The immediacy of the cashier is made clear by their frantic interjection of the restaurant’s name. I have to order right the pho now.

So I respond, “310, an- and egg rolls.”

“Name?” I blurt it out, “Five, 10 minutes.”

Click. That’s it, my heart is pounding, and my brow moist and I’m left hoping they didn’t write down Mike again.

If the food wasn’t so good, I’m not sure I would be subjecting myself to their frightening phone presence. I can’t imagine what it would be like for a new customer. But they don’t really have to think about phone etiquette; a missed lead on an $8 bowl of noodles isn’t going to hurt their bottom line.

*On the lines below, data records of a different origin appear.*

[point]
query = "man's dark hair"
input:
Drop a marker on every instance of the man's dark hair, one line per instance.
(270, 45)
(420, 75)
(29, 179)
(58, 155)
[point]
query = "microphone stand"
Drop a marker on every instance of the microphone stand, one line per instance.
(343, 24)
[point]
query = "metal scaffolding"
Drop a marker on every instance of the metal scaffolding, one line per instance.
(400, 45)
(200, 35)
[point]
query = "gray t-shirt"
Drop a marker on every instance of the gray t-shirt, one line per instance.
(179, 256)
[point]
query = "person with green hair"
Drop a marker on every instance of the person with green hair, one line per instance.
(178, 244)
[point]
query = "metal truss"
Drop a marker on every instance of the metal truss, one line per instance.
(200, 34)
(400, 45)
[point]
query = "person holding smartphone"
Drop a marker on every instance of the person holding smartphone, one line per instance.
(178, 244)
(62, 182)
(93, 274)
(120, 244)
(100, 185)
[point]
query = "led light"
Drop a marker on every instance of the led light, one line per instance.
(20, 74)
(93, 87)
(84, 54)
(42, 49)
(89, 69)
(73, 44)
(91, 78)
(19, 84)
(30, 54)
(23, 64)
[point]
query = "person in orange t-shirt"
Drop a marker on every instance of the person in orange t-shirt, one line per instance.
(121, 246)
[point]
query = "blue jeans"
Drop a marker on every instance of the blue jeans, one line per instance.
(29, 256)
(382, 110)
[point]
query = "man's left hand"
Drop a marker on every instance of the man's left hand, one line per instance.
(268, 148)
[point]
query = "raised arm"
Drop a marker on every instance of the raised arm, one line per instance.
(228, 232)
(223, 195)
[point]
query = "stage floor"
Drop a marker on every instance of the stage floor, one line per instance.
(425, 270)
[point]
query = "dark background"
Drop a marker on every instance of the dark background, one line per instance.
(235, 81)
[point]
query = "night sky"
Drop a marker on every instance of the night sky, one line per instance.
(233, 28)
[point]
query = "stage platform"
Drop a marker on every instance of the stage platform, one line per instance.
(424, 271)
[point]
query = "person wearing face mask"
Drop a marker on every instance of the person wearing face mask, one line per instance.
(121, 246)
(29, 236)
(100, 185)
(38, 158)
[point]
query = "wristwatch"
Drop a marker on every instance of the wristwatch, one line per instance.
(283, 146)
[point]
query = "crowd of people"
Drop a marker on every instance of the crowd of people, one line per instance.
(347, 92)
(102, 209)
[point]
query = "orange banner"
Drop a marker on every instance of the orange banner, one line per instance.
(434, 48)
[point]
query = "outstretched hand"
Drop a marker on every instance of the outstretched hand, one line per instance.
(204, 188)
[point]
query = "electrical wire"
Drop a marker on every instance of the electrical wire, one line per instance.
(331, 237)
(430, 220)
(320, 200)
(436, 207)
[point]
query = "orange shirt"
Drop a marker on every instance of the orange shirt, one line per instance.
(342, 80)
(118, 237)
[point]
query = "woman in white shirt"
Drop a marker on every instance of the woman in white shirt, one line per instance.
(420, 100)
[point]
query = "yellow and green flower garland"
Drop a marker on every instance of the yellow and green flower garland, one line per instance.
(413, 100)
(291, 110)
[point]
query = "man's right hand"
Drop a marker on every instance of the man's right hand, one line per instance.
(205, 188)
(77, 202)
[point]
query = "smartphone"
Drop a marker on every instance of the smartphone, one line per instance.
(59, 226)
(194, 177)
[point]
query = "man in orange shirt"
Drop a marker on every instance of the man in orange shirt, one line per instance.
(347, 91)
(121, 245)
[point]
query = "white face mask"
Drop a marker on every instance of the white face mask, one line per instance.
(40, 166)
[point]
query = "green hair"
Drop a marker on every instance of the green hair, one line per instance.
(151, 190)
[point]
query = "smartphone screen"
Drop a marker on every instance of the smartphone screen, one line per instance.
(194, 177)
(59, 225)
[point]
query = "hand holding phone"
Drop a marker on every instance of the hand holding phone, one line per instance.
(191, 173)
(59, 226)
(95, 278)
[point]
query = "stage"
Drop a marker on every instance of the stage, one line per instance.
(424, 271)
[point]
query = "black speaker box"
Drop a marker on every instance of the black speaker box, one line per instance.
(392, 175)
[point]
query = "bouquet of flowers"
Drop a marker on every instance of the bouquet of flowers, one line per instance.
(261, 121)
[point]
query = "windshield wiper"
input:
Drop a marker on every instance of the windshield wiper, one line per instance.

Scaring off a lead on a $100,000 boat, however, should make a business take that phone strategy very serious.

That report I mentioned comes from BIA Kelsey and also digs into call routing and taking calls in the age of the smartphone. It’s a fascinating look at something many business take for granted.

There are so many things to consider from a marketing perspective: For instance, does, “Hello, Bob’s boats,” really paint a picture of the business?

Does your automated message entice people to come in or play on the businesses’ theme? If you’re showroom features an island theme, a little island-inspired music might get callers into the buying mood (just don’t go overboard with the steel drums).

Where does that call go and who should grab it? I’ve called many businesses, gone through a concise and informational message only to ring and ring and ring at the department desk.

What happens after hours? Keeping the same message all day is a great way to drive callers elsewhere when nobody picks up.

A business can’t take calls for granted, and shouldn’t waste advertising dollars driving people to an empty phone bank. Take a look at your phone strategy and make sure it’s in tune with the rest of your marketing.